Di tengah giatnya berbagai kampanye caleg untuk pemilu 9 April nanti, gambaran seperti yang ada di Kompas tersebut bukanlah hal yang baik bagi citra lembaga legislatif di mata masyarakat. Di saat masyarakat kita butuh bukti (bukan janji & omong kosong belaka), gambaran seperti itu justru membuat mereka berpikir, "Akan kah caleg yg saya pilih nanti menjadi eperti orang yang ada dalam gambar itu?" Di tengan masih banyaknya masyarakat Indonesia yg buta politik, saya yakin, ada di antara mereka yg akan tetap mempertanyakan pertanyaan seperti itu ataupun pertanyaan2 lain sejenisnya.
Melihat berbagai poster yg terpampang di berbagai tempat pun membuat saya berpikir. Akan kah mereka membawa perubahan signifikan bagi bangsa ini? Coba lihat saja Jakarta. Poster2 caleg yg ada justru (menurut saya) membuat kota ini semakin kotor. Poster2 itu pun dipampang di sembarang tempat. Mulai dari tiang2 listrik di pinggir jalan hingga di atas gedung2 tinggi ataupun pinggir2 jalan protokol.

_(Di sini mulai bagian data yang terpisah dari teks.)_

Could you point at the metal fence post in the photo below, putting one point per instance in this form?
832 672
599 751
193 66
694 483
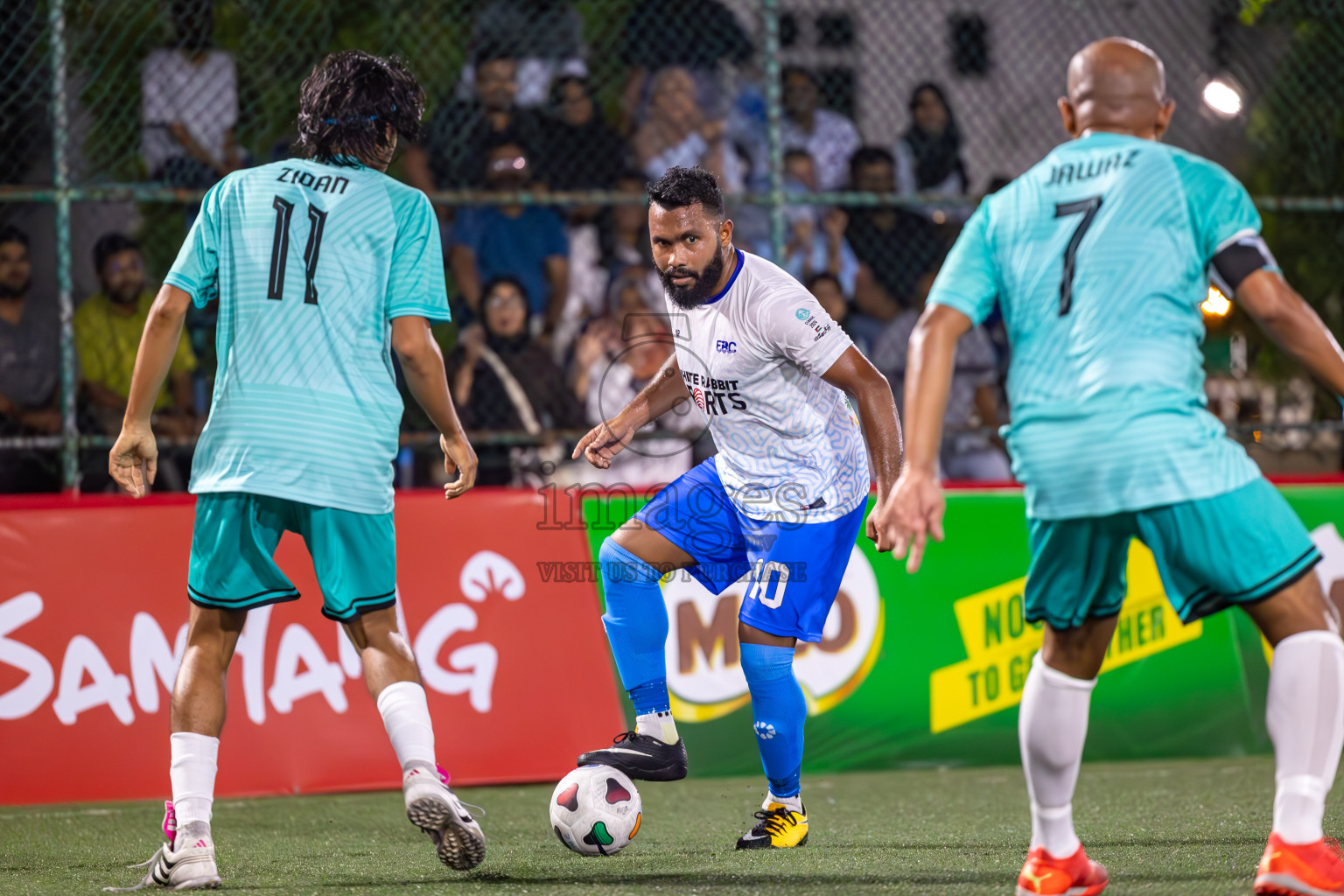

Saya kesal melihat poster2 berjejer di mana2. Bikin kotor Jakarta! Bisa kah mereka membuat kota ini lebih bersih dengan melakukan kampanye yg lebih teratur? Ini hal kecil yg mungkin luput dari pandangan banyak orang. Tapi coba pikirkan baik2... jika untuk hal2 kecil semacam ini saja mereka tidak peduli; apa iya mereka akan peduli terhadap hal2 besar lainnya seperti memberantas KKN, meningkatkan kualitas pendidikan, memperbaiki ekonomi, dll?
Tidak hanya masalah penempatan poster yg membuat saya kesal. Yg tak kalah mengelikan, tak jarang berbagai poster itu justru menunjukkan 'kurang berpendidikan-nya' si caleg. Ada yg dengan tenangnya menuliskan nama anaknya (yg kebetulan seorang artis terkenal)... ada pula yg menuliskan nama orang tuanya. Memangnya itu ngaruh ya? Apa hanya karena dia anak dari si A atau orang tua dari si B, maka dia akan dengan mudah menarik simpati masyarakat? Apakah caleg2 seperti itu yg akan kita pilih mewakili suara kita untuk lima tahun ke depan?
Melihat kampanye para caleg saat ini, membuat saya berpikir... Akan seperti apa lembaga legislatif kita (yg nota bene seharusnya berisikan orang2 berpendidikan & dengan ikhlas berjuang untuk rakyat) jika diisi oleh orang2 yang seperti saya uraikan di atas?